Andy Hagans from Text Link Ads Will talk about “tagging for profit.” Not interested in the social ramifications, but how he can make money (applause). He feels that for-profit businesses have a harder challenge in getting featured in “buzz sites.” It is possible, but it takes creativity and hard work (he is not rally fond of either of those- laughs). Four points methodology. 1. create Content –content is king. Must be “bookmark-worthy.” 2. Get it in front of the right people (but don’t spam). 3. Give it a bump on del.icio.us (only once) he has found that the majority of these types of sites “sort of feed on del.icio.us. 4. Rinse and repeat. Do it again and again, and eventually your content will find links. Sometimes the content falls short, so maybe you should take a different tact. It will pay off sooner or later.
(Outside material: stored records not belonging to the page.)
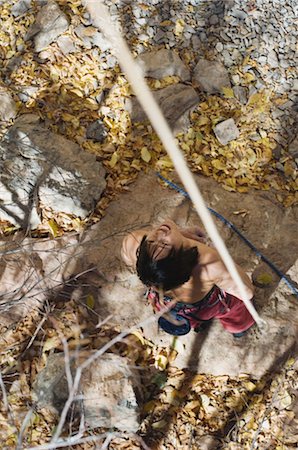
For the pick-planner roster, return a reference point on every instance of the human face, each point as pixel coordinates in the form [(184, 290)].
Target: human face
[(162, 239)]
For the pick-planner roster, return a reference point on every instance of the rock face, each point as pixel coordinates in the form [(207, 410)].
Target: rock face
[(50, 23), (40, 166), (168, 99), (226, 131), (108, 389), (211, 76), (162, 63), (120, 294), (8, 108)]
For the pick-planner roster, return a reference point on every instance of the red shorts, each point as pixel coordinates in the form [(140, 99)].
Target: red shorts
[(218, 304)]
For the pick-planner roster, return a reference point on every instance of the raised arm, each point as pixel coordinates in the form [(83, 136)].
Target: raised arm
[(130, 245)]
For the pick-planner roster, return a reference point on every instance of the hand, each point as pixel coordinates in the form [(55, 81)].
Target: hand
[(194, 233)]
Step 1. You have a boring website, it is hawking products such as a vacuum cleaner” What kind of link bait can you build? Suggests: funny lists, encyclopedic resources, unique tools (even just basic JavaScript tools like calculators). Rule of thumb: anything “link bait-worthy” is “tagable.” Step 2: make a list of bloggers in your community who may be interested in your content. Send them an email: make it short and to-the-point and non-pressuring. Include some piece of info to let them know the email is personalized. Create relationships with bloggers that are covering your industry, so that you can email them again regularly.

Step 3, bump on del.icio.us. Tag the link once to put I ton the radar. Do not setup multiple accounts to tag it man y times. Why del.icio.us? It’s the key tagging site. If you want to experiment with any of these tactics, makes sure it’s a “site you can burn.” Step 4. Rinse and repeat. This is much underrated. He uses Rand as an example that if you keep writing articles and putting out tools, the momentum gathers. Now if he tries to link bait, it works every time.

Theoretical example: boringmortgagebroker.com wants to succeed. Real examples from del.icio.us “mortgage” tags included controversial angle such as spin saying “why banks are so afraid to foreclose.” Another: JavaScript amortization calculator – found on a few sites. So the above needs to create good link bait content. Step 2, write personal emails to a dozen or so mortgage bloggers. Ste 3: bump it on del.icio.us once. (note: if you create an “authority profile” by tagging lots of good pages, you are more likely to be respected. So what happened? It failed…don’t’ get discouraged, try again and sooner or later it will work.

Q&A Speakers for this session are Todd Malicoat from stuntdubl.com and Chris Pirillo of TagJag.com. Each provides some brief comments about the value of tagging and social book marking.